Member of the U.S. House of Representatives from New York's 24th district
- In office March 4, 1843 – March 3, 1847
- Preceded by: Christopher Morgan
- Succeeded by: Daniel Gott

Member of the New York State Assembly
- In office 1834

Personal details
- Born: February 24, 1803 New Milford, Connecticut, U.S.
- Died: June 23, 1882 (aged 79) Syracuse, New York, U.S.
- Party: Democratic

= Horace Wheaton =

American politician

Horace Wheaton (February 24, 1803 – June 23, 1882) was an American businessman and politician who served as a United States representative for New York's 24th congressional district from 1843 to 1847.
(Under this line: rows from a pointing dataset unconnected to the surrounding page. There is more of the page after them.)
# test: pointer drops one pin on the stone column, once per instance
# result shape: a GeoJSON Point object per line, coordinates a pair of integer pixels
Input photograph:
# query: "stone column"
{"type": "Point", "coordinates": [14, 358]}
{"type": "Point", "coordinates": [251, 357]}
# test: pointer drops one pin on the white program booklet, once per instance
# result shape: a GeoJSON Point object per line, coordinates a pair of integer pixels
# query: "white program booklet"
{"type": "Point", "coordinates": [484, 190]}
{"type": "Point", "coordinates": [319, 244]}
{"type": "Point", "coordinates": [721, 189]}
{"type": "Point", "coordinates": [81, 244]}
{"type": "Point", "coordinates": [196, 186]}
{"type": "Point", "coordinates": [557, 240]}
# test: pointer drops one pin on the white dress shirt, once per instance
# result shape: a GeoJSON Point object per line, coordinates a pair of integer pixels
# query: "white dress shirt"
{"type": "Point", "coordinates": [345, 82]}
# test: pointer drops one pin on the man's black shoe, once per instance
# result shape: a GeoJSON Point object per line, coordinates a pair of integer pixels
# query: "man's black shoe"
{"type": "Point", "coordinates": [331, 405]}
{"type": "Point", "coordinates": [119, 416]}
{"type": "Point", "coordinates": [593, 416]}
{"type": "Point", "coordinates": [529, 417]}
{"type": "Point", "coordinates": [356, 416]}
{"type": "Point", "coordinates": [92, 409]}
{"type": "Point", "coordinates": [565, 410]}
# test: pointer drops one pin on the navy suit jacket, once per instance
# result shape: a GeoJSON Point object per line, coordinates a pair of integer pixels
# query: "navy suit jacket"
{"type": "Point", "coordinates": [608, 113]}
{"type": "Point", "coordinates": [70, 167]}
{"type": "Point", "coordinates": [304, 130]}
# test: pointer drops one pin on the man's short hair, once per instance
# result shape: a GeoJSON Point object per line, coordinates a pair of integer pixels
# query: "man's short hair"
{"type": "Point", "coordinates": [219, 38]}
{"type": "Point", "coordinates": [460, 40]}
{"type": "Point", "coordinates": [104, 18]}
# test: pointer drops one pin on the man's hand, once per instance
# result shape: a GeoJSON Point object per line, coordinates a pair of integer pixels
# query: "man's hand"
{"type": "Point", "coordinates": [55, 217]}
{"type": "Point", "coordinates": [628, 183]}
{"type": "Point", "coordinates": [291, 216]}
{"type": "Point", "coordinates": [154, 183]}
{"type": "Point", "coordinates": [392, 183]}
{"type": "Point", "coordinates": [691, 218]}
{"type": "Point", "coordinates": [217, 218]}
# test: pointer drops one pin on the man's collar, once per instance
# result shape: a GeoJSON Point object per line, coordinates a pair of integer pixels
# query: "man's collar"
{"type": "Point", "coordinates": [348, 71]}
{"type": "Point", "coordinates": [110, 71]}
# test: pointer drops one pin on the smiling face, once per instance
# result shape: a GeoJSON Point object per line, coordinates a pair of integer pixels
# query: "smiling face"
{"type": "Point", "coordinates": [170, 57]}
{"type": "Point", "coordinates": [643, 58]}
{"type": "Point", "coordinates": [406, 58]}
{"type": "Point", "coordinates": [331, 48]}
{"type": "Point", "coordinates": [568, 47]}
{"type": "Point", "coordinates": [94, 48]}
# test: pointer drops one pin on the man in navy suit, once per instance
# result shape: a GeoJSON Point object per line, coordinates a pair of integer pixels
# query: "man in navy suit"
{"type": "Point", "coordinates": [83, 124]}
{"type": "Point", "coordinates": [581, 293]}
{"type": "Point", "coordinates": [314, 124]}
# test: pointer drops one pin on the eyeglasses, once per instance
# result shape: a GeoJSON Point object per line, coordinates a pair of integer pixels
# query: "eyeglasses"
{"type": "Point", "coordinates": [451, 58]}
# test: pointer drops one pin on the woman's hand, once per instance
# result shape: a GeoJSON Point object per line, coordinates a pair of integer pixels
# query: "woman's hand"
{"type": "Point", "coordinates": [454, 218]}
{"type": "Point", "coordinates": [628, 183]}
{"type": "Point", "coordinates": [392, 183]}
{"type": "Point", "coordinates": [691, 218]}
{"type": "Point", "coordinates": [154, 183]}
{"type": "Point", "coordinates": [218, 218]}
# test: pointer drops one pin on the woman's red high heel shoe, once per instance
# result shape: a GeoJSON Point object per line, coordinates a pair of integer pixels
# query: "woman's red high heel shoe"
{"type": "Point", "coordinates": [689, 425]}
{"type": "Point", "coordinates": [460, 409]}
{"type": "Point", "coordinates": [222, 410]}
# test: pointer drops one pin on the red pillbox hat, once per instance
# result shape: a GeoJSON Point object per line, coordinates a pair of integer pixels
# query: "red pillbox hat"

== Early life and education ==
Born in New Milford, Connecticut, he moved with his parents to Pompey, New York in 1810. He received limited schooling and graduated from Pompey Academy.

== Career ==
Wheaton engaged in mercantile pursuits and was a member of the New York State Assembly in 1834. He was one of the commissioners to build a railroad between Syracuse and Utica, and was postmaster of Pompey from 1840 to 1842. He was supervisor and city treasurer of Pompey and was elected as a Democrat to the Twenty-eighth and Twenty-ninth Congresses, representing New York's 24th congressional district, holding office from March 4, 1843, to March 3, 1847. He was not a candidate for renomination in 1846 and that year moved to Syracuse. He was mayor of Syracuse from 1851 to 1853 and city treasurer in 1857 and 1858. He also engaged in hardware, saddlery, and mercantile pursuits.

== Personal life ==
Wheaton died in Syracuse in 1882. He was interred at the Oakwood Cemetery.